Massimo Meregalli, directeur de l’équipe Yamaha, va dans le même sens sur crash.net : « Tel que le règlement de 2027 a été rédigé, la seule configuration de moteur possible est le V. »

Et il précise la stratégie adoptée : « c’est pourquoi nous prévoyons d’avoir un an pour commencer à savoir comment faire fonctionner la moto avec le moteur V4 avant 2027. »

Yamaha n’attend donc pas 2027 pour réagir. Le V4 fera ses débuts dès 2026, dernière saison des 1 000 cc, afin de préparer la transition vers les 850 cc. Le “plan B” est devenu le “plan A”.

Les premiers signes sont déjà apparus à Sepang.
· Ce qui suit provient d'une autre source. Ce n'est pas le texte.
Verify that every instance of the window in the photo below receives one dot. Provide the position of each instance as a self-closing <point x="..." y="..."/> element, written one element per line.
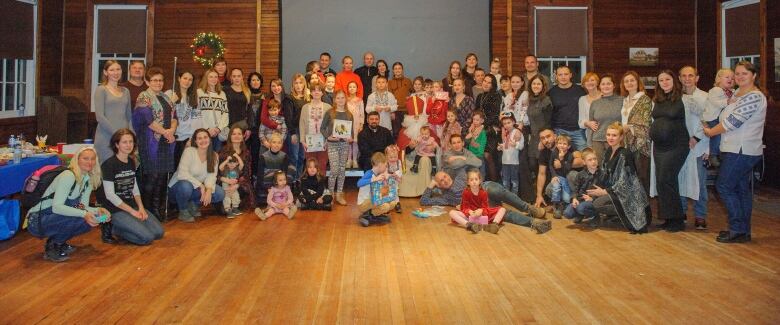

Jack Miller a placé la nouvelle Yamaha V4 en tête du classement du Shakedown, une première symbolique. De son côté, Fabio Quartararo a terminé meilleur pilote Yamaha, à une demi-seconde du pilote d’essai Honda Aleix Espargaró. Rien d’écrasant, mais suffisamment pour indiquer que la mutation technique est bien engagée.

Au-delà du simple changement d’architecture moteur, c’est une page d’histoire qui se tourne. Yamaha abandonne une identité technique qui a façonné son ADN en MotoGP. L’ère où l’Inline4 représentait une alternative crédible au V4 semble révolue. En 2027, toutes les motos majeures devraient converger vers la même architecture.

La question n’est plus de savoir si Yamaha avait le choix. La vraie interrogation est ailleurs : cette révolution réglementaire vise-t-elle simplement à uniformiser la catégorie, ou à freiner certaines philosophies techniques devenues trop dominantes ?

Une chose est sûre : en MotoGP, on ne change jamais une architecture moteur par caprice. Si Yamaha renonce à son 4-cylindres en ligne, c’est que la bataille de 2027 se jouera ailleurs, et que le V4 est désormais l’arme incontournable.